So—yesterday—we nudged a few minutes—if not hours—closer to nuclear midnight. And it didn't even make the day's top news.
Remember how—briefly, yesterday—Russia invaded Poland's air space with drones, and a NATO member state shot down enemy aircraft over NATO territory for the first time in the treaty organization's history?
This is, I hate to admit, a big deal. We just had a flash of a hot war for the first time between a NATO country and nuclear-armed Russia since the treaty organization was founded.
Two weeks into September, and this fall is already coming in hot. All autumn, the chafe and jar / Of nuclear war, as Robert Lowell wrote of the Cuban Missile Crisis.
The Bulletin of Atomic Scientists—who still publish their Doomsday Clock—say that in 2025, we are "closer than ever to midnight."
Back and forth, back and forthgoes the tock, tock, tock
of the orange, bland, ambassadorial
face of the moon
on the grandfather clock. [...]
It's easy to tick
off the minutes,
but the clockhands stick—as Lowell wrote.
Any other U.S. President would use this moment to reaffirm our commitment to NATO and to send some message of deterrence to Russia—before they actually invade our NATO ally outright.
But Trump, instead, issued the verbal equivalent of a shrug. "What’s with Russia violating Poland’s airspace with drones? Here we go!" was all he wrote—hours after the crisis began.
Perhaps Trump's message to Putin is that he doesn't actually care if the Russian dictator invades yet another democratic nation that has looked to us for protection?
Trump, after all, is busy committing his own acts of unilateral aggression, murder, and mayhem with drones (viz. the recent strike on the Venezuelan boat)—so why should he object to Putin's?
It wouldn't be the first time an American president betrayed Poland in this way—in its centuries-old struggle for freedom against the Czarist empire.
In the nineteenth century, as it battled for independence and asked for aid from abroad—"Poland found America deaf"—as Emerson lamented, in his lecture on the Fugitive Slave Law.

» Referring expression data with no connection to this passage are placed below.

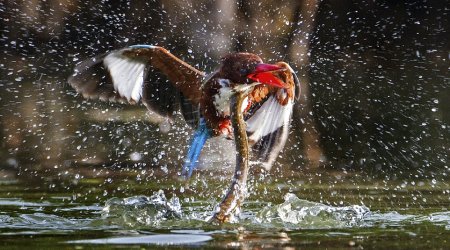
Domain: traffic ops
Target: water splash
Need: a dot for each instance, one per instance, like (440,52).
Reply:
(142,210)
(295,212)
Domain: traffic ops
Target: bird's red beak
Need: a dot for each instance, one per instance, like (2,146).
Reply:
(262,74)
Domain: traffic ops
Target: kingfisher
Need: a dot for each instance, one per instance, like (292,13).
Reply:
(125,76)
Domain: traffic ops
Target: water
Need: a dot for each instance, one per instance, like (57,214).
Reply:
(33,213)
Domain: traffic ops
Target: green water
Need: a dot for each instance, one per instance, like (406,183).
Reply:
(59,209)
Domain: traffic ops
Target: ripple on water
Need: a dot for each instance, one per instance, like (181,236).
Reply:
(298,213)
(159,239)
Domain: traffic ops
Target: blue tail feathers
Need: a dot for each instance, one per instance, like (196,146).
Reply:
(198,141)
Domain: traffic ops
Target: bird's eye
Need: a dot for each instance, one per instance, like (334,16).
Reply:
(243,71)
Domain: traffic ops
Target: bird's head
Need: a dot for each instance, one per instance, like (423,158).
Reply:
(247,69)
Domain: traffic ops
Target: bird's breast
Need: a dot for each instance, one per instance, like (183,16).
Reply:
(222,99)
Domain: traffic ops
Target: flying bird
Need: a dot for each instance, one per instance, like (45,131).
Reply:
(204,99)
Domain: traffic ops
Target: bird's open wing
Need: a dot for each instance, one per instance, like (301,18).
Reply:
(126,75)
(268,121)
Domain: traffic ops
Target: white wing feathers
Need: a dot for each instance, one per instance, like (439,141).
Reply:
(268,129)
(127,75)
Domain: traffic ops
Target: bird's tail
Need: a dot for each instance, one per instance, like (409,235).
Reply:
(198,141)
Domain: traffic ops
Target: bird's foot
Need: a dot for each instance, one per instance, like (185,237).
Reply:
(226,128)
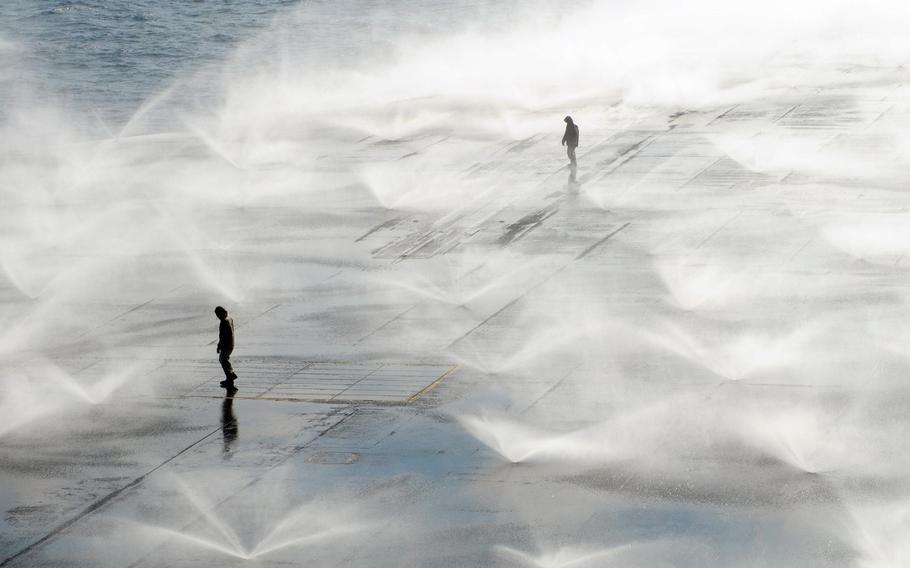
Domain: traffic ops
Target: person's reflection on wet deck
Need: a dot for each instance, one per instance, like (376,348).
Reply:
(572,185)
(228,425)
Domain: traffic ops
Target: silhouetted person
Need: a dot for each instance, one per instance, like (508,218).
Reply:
(570,138)
(225,348)
(228,424)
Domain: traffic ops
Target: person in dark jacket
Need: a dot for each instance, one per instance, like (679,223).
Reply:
(226,347)
(570,138)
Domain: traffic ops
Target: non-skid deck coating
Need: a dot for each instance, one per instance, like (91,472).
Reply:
(389,383)
(690,352)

"The national spirit in this country is so drowsy, preoccupied with interest, deaf to principle," Emerson observed. Can we say any different of our own time?
E.E. Cummings may have mocked the Cambridge ladies for their "delighted fingers knitting for the is it Poles?"—but he was utterly scathing when the U.S. government sacrificed Poland's neighbor Hungary to the maw of Russian imperialism in 1956; and rightly so.

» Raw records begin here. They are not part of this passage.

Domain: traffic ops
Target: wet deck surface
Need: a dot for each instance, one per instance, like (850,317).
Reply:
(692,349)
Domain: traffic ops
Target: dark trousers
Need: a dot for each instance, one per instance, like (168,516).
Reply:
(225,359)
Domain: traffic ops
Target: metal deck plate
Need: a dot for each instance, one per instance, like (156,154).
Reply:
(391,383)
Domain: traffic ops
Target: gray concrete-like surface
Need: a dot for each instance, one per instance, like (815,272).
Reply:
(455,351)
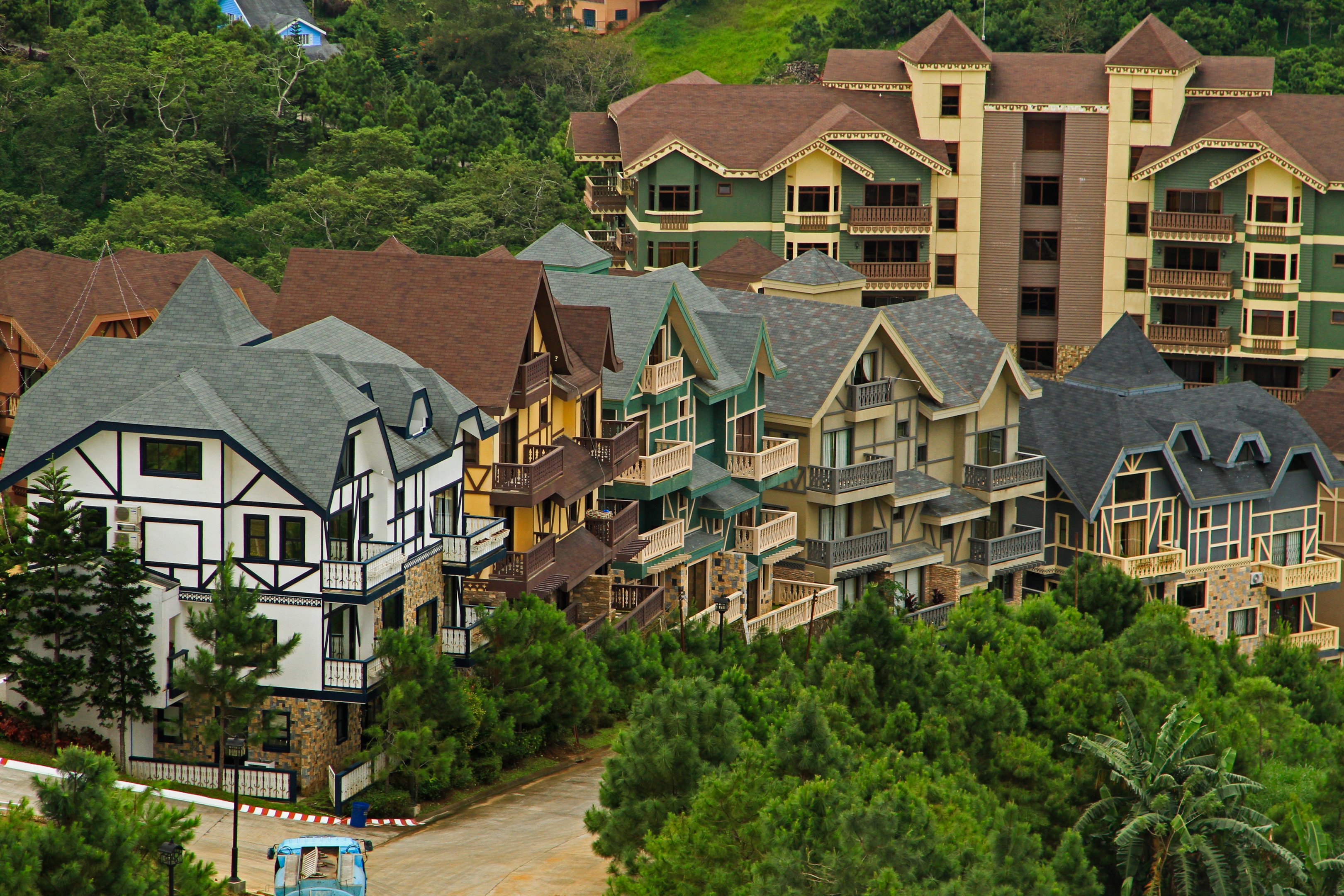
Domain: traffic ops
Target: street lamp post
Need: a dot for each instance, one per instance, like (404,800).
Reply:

Trump's "America First" policy is of course merely an update of the same selfish and callous isolationism that sacrificed Hungary to "containment" at mid-century; or which had sacrificed the Sudetenland to the policy of "appeasement" decades before that.
"Preoccupied with interest, deaf to principle" as Emerson put it.

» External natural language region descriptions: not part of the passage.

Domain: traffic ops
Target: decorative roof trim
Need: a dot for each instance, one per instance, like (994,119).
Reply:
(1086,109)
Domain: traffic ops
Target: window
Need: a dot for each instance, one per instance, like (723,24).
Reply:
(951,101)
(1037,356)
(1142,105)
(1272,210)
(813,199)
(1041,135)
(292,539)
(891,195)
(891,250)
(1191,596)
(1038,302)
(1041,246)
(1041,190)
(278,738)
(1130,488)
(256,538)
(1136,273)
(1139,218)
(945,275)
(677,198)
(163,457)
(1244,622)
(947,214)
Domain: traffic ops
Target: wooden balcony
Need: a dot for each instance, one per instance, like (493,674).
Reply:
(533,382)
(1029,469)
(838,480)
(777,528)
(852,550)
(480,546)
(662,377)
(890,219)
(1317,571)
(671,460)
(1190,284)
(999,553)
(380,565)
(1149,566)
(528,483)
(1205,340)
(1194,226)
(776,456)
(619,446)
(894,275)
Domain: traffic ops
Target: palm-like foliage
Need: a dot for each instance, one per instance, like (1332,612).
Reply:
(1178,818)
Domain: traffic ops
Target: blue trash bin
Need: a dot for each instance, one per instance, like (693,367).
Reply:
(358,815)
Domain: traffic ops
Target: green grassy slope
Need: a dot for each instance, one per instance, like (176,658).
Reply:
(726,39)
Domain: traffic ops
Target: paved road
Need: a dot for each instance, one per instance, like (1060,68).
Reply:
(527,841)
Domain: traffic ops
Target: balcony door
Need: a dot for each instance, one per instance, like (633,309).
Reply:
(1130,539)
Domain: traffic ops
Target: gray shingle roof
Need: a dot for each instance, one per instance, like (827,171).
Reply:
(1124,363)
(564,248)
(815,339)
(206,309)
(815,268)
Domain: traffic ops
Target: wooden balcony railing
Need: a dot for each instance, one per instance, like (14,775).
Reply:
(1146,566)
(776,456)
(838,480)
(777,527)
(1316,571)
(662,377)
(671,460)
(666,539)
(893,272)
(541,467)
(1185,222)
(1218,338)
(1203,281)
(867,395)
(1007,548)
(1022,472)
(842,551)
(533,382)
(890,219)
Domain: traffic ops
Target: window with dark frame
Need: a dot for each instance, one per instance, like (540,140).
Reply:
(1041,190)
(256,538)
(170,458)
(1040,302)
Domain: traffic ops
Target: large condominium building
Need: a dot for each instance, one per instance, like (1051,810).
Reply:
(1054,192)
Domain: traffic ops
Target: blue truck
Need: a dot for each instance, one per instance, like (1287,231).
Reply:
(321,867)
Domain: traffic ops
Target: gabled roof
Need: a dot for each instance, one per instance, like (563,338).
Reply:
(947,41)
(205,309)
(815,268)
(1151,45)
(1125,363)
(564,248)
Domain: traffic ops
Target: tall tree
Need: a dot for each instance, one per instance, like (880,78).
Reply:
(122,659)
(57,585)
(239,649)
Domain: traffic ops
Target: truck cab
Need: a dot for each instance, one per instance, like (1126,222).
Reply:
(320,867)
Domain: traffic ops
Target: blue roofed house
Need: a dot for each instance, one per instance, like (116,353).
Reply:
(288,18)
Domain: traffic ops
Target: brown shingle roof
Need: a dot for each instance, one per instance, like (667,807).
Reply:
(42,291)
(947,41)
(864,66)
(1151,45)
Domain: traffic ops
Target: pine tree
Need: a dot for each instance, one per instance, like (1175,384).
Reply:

"America First" is, alas, all too deaf to principle—and Trump's actual conduct has been all too consistent with the unprincipled moral stance of his own slogan. "America First" is perfectly consistent with his shrugging at the sight of Russia invading Poland's airspace. "What's with that? Here we go!"
After the liberal powers in the 1860s similarly chose not to intervene to rescue Poland from Czarist oppression—Dante Gabriel Rossetti thought of altering the title of his earlier sonnet "On the Refusal of Aid Between Nations"—
He now reportedly considered making the title even more pointed: "On the Refusal of Aid to Hungary 1849, to Poland 1861, to Crete 1867."
Plus ça change...
In its hour of need today—as it faces unprovoked, brazen aggression against the historic enemy, the great power that oppressed it for centuries—Poland again "finds America deaf." There is again a terrible "refusal of aid between nations."
And it is by such signs as this that we know, as Rossetti plaintively concluded—[O]ur earth falls asunder, being old.